Generative Models for Chemical Structures

David White & Richard Wilson

The field of chemoinformatics is a relatively new discipline that studies the application of computational methods to chemistry. The scope of the field is wide ranging from providing databases of molecules that may be searched by molecular structure, to the simulation of molecular interactions which can help to predict how two molecules will react. From the beginning medicinal chemists have been using tools from this domain to help them design more effective drugs and better understand their properties. A combination of a better understanding of biochemistry and advances in chemoinformatics has moved the process of drug discovery away from refinements of natural products and serendipitious discoveries and towards rational drug design.

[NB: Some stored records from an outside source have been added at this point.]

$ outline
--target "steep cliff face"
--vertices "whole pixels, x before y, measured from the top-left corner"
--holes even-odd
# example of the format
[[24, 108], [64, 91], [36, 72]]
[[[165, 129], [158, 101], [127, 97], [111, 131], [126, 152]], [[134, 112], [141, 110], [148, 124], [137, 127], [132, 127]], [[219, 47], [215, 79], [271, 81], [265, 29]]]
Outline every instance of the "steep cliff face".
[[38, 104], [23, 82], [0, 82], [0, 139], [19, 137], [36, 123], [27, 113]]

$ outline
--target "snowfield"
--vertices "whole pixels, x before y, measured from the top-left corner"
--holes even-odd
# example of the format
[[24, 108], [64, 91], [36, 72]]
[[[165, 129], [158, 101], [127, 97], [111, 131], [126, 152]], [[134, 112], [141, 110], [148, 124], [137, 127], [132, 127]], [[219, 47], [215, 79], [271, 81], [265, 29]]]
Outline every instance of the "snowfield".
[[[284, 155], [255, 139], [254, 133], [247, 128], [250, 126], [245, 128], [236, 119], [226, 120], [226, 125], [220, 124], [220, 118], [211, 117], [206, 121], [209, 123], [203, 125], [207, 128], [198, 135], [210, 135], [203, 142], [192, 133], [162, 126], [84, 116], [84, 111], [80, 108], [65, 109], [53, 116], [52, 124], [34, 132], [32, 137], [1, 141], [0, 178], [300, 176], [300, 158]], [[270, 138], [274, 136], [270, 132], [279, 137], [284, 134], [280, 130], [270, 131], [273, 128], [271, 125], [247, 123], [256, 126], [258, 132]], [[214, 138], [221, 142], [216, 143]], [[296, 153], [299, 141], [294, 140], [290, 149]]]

In this work we apply recently developed techniques for pattern recognition to construct a generative model for chemical structure. This approach can be viewed as ligand based de novo design. We construct a statistical model describing the structural variations present in a set of molecules which may be sampled to generate new structurally-similar examples. We prevent the possibility of generating chemically invalid molecules, according to our implicit hydrogen model, by projecting samples onto the nearest chemically valid molecule. Furthermore, by populating the input set with molecules that are active against a target, we show how new molecules may be generated that will likely also be active against the target.

This work was featured on the cover of the July 2010 edition of the Journal of Chemical Information and Modeling.